Laut einer Studie, in der Spitzenschiedsrichter (aus dem Fussball und Basketball) untersucht wurden, haben sie die Gabe Dinge sehr schnell zu vergessen und den Fokus entsprechend schnell auf die nächste Aktion zu richten. Unverarbeitete Dinge werden nach dem Spiel angeschaut – soweit der wissenschaftliche Ansatz. Koch hatte das Gefühl, dass es ihm gut gelungen ist, abzuschalten, gibt aber zu, dass gewisse Situationen in den Gedanken länger nachhängen. "Es gibt aber Tage, an denen es dir einfach nicht gut geht. Dann gehen dir bestimmte Aussagen oder Erlebnisse einfach näher. Ich hatte zwei bis drei Spiele pro Saison, wo ich einfach empfindlicher war und mir Dinge näher gegangen sind", spricht Koch die Tagesform an – die nächste Parallele zu den Spielern. Dann gelte es Lösungen zu finden, um selber wieder in diesen Fokus zu kommen. "Das geht einfach nicht, dass man zu lange an Dingen herumstudiert."

Zufrieden mit der Umsetzung

In der heutigen Zeit kommt in der National League immer wieder das Thema mit Kameras auf der blauen Linie auf. Dazu kommen Fernsehbilder mit schlechter Qualität, auf deren Grundlage entschieden werden muss. "Diese Videobilder nutzen zu können [auch wenn sie teilweise sehr schlecht sind] und das Zeigen im Stadion nimmt den Druck und schlechte Emotionen aus dem Spiel raus." Die Frage sei, wo die Grenze ist, dass der Charakter des Spiels nicht zerstört wird und der Schiedsrichter genügend Urteilsfähigkeit behält. Da bringt er die langen Unterbrüche und die Millimeter-Entscheidungen im Fussball in die Diskussion. "Die Frage ist immer, wie stark wir das wollen." Sehr oft nützt es gar nichts, zu viel hinzuschauen. Da eine gute Lösung zwischen Aufwand und Ertrag zu finden, ist extrem schwierig. "Ich meine aber, dass das Eishockey dies sehr gut gelöst hat."

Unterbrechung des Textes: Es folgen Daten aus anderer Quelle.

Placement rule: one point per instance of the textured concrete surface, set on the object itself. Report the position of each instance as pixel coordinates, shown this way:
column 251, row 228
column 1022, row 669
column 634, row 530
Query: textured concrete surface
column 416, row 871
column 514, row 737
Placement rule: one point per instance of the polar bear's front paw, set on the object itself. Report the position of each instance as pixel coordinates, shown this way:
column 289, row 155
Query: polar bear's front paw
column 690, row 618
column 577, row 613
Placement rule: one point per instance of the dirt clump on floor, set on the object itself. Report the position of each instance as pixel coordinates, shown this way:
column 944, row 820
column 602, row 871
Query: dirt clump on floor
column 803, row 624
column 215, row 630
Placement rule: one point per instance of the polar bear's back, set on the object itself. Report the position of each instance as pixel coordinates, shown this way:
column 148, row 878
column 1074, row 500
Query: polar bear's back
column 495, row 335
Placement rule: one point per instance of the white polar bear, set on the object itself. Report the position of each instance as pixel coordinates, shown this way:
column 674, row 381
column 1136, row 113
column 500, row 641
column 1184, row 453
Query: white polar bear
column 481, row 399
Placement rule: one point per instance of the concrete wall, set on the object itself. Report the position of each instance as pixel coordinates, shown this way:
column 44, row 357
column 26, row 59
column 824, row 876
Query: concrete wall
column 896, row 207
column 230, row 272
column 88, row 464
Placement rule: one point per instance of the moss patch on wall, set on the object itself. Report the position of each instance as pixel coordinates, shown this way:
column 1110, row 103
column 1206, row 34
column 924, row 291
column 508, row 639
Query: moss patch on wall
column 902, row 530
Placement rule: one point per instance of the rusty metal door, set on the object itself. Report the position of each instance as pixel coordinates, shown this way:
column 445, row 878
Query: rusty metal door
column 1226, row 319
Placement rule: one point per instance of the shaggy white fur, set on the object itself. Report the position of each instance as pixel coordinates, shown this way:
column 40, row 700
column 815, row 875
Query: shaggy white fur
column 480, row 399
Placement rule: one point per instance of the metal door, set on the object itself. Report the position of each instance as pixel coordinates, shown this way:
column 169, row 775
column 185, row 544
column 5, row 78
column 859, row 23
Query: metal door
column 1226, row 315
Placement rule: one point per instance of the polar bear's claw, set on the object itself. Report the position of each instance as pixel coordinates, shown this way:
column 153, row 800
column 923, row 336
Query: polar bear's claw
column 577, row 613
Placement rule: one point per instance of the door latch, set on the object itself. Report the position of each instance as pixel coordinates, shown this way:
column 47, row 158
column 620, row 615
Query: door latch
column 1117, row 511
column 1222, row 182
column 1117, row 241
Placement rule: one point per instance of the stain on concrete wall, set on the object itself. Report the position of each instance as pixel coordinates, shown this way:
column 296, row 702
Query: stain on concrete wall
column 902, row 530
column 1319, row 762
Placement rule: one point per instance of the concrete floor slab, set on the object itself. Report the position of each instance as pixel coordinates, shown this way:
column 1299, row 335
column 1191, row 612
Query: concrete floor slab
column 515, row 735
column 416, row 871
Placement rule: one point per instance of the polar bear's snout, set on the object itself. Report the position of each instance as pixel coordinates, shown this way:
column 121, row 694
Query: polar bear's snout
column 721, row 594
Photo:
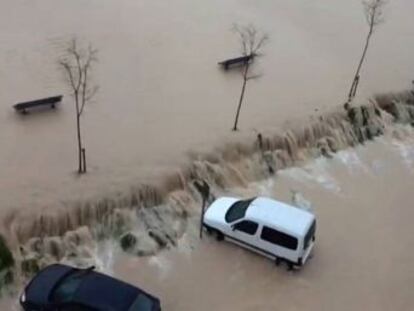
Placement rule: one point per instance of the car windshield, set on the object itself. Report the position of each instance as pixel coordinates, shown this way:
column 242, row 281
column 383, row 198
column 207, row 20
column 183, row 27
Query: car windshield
column 142, row 303
column 67, row 288
column 238, row 210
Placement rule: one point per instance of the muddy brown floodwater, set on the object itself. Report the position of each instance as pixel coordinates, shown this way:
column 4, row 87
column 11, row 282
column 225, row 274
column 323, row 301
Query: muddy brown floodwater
column 161, row 91
column 363, row 258
column 162, row 96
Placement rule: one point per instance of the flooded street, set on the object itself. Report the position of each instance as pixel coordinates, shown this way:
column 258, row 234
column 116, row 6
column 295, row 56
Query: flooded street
column 161, row 91
column 362, row 260
column 163, row 100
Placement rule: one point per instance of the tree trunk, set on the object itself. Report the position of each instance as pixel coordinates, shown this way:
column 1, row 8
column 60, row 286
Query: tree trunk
column 79, row 144
column 355, row 81
column 84, row 160
column 241, row 97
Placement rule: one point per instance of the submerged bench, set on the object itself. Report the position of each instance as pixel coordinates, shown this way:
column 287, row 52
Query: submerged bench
column 50, row 101
column 236, row 61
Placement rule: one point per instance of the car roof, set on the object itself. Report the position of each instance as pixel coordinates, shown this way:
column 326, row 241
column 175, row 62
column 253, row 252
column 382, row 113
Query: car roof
column 105, row 293
column 40, row 287
column 280, row 216
column 97, row 290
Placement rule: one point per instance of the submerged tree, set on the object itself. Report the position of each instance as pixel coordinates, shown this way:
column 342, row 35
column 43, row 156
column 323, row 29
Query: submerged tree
column 374, row 14
column 251, row 41
column 77, row 64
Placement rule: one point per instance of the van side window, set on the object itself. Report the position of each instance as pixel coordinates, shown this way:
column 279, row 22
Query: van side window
column 279, row 238
column 246, row 226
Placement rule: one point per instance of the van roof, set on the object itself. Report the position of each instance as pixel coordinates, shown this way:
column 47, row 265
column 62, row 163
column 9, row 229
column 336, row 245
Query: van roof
column 280, row 215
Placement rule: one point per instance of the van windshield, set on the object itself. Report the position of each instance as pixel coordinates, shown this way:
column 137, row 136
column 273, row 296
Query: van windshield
column 310, row 235
column 238, row 210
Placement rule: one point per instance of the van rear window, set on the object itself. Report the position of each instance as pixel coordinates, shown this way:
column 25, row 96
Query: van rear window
column 238, row 210
column 309, row 236
column 279, row 238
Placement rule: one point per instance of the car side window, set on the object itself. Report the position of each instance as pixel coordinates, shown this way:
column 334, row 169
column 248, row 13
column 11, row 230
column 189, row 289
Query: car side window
column 74, row 307
column 279, row 238
column 246, row 226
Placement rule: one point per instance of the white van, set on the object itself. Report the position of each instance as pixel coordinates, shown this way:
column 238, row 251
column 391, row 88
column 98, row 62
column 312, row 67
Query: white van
column 274, row 229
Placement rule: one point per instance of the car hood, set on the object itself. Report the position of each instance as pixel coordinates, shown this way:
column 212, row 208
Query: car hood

Das schönste Erlebnis in der Valascia

Wenn man zu Beginn vom schwierigsten Moment in Ambrì gesprochen hat, soll auch unbedingt das schönste Ereignis in der Valascia erwähnt werden. Es war das Spiel am 23. Dezember 2012 in der Lockout-Saison gegen den EHC Biel. Auf Seiten der Seeländer standen Patrick Kane und Tyler Seguin auf dem Eis. Bei den Leventinern waren es unter anderem Goalie Cory Schneider und Center Matt Duchene. Es war das letzte Spiel der Lockout-Spieler. "Es war ein Hin und Her mit Führungswechseln. Verlängerung. Penaltyschiessen und die haben so tolle Penaltys geschossen und die Torhüter hielten sie. Das war einfach ein so cooles Spiel", kommt Koch ins Schwärmen. Am Ende hat Ambrì mit 5:4 gewonnen. "Dann kam die La Montanara, Bekannte waren da und wir waren vier Zürcher Schiedsrichter und gute Freunde." Dieses Erlebnis sei ein ganz grosses Highlight seiner Laufbahn gewesen.